Interminavelmente ferimos e somos feridos. E nos queixamos das aflições a nós impostas, esquecemos as que aplicamos aos outros. Falamos e falamos para nos justificar, acusamos os demais, forjamos a consciência infeliz, longe da alma pacificada. O perdão deveria ser silente, não palavroso, não ostensivo. Mas nos enredamos na teia das palavras e não perdoamos de fato. Trata-se de matéria delicada porque, desprovido da graça divina, tal “perdão” traz mais sofrimento para o perdoado. A doença chamada sinceridade aproveita aquele gesto e, num instante, revela indivíduos que supostamente perdoam, mas julgam impiedosamente os fracos caídos. Alguém que perdoou, com muita probabilidade produz o ressentido. Quando tudo foi dito e o semelhante está prostrado, não há perdão, mas um fardo existencial sem vida e seiva.
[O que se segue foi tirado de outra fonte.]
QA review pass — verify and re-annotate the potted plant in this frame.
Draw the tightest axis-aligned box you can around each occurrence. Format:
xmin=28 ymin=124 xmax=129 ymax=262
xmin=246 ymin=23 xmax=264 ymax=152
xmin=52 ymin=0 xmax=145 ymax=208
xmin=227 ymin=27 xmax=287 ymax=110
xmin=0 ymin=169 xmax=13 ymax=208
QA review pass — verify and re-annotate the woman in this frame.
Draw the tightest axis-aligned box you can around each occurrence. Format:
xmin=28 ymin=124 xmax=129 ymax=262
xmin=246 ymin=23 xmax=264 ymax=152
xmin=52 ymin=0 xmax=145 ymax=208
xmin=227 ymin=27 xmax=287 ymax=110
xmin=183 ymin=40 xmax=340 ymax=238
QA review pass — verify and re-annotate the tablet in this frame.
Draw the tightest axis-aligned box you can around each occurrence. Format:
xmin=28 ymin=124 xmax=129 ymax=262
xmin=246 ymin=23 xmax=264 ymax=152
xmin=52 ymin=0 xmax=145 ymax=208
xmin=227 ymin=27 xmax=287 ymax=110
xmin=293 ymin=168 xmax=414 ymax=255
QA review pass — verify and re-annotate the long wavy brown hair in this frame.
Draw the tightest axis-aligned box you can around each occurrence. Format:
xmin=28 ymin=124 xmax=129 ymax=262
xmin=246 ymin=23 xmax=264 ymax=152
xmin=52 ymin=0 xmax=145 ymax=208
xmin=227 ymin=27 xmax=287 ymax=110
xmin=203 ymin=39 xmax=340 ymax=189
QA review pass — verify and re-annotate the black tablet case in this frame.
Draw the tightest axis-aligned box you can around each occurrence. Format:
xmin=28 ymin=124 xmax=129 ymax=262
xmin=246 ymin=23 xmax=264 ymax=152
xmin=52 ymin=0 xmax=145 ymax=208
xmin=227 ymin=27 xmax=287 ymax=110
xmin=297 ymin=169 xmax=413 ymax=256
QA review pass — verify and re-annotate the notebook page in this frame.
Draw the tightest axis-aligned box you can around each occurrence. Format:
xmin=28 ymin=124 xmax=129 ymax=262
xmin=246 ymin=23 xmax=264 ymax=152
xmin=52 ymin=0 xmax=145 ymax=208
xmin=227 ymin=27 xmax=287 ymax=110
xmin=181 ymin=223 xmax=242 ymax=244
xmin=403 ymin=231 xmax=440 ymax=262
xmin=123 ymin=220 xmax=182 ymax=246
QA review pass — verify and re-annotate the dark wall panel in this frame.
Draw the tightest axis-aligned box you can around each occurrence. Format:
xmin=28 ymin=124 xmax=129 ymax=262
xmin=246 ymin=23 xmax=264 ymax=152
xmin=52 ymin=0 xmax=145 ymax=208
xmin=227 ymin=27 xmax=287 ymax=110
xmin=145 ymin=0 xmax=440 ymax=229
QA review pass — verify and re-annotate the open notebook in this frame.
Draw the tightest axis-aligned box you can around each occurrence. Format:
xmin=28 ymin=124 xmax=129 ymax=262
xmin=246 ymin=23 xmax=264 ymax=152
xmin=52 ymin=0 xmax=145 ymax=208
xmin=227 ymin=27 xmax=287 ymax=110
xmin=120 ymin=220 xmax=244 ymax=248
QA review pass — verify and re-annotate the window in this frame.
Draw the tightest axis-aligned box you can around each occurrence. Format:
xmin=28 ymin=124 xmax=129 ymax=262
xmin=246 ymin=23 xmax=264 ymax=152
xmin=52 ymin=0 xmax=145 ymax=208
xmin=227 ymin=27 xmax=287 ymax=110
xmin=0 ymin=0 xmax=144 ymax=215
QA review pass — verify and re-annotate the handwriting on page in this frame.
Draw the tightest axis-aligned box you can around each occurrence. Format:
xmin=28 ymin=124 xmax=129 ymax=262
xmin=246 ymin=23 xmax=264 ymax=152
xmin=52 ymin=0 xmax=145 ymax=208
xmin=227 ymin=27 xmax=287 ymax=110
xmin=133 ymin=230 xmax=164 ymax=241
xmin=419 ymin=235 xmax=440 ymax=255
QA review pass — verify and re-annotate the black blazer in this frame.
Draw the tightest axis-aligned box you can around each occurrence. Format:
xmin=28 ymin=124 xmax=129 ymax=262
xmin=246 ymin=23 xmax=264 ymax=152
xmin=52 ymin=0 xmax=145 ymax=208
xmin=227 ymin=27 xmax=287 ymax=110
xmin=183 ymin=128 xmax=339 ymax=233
Cautela também com os perdoados: o seu ressentimento pode estar embebido no desejo de vingança: se recebeu perdão é porque, pensa, o que o perdoou o julga inferior, imperfeito, longe do bem e do belo. E ressurge o desejo vingativo, implacável e que jamais perdoa. A ingratidão do ressentido tem origem no gesto que ele julga um insulto à sua altivez. Lúcifer não deseja ser perdoado porque se afirma à altura do Altíssimo. Ele quer poder absoluto e vingança. A leitura de O Paraíso Perdido ensina muito sobre a psicologia do perdão, do ressentimento e da vingança.
Misericórdia
A misericórdia difere do perdão. Só a pode possuir um ser que não peca, pois é infinito e sem desejos ou paixões. Do seu regaço eterno ele presenteia as criaturas com amor sem limites, gratuito. A misericórdia e a graça divina se enlaçam de modo misterioso. Façam os homens o que fizerem, Deus está ao seu lado para oferecer vida, beleza, bondade. Deus não se ressente com a nossa maior perfeição, mas a possibilita. Ele se alegra no instante em que os humanos se perdoam reciprocamente. Naquele momento eles são divinos.
Perdão e misericórdia
Entretanto, a tentação do orgulho e do ressentimento, não raro, transforma o perdão em coisa diabólica . É quando ele adquire o conteúdo venenoso da política, da troca econômica, do controle clerical. A mais clara imagem da diferença entre perdão e misericórdia a temos no símile do casamento entre Deus e o povo. Este último é comparado à prostituta que é infiel ao amor divino. Mas Deus ama Israel, está sempre disposto a lhe enviar vida e bênçãos. Uma prostituta pode perdoar outra, um coletivo pode perdoar o seu concorrente, mas apenas Deus traz o perdão que a todos pacifica, sem a ninguém humilhar porque a todos transcende. Ser perdoado por outro ente humano pode produzir os piores ressentimentos e a vingança. Ser perdoado por Deus traz alegria perene porque a diferença entre Ele e nós é incomensurável. Meditar sobre o livro de Jó também auxilia a perceber o vínculo entre criaturas finitas e falíveis e o Altíssimo.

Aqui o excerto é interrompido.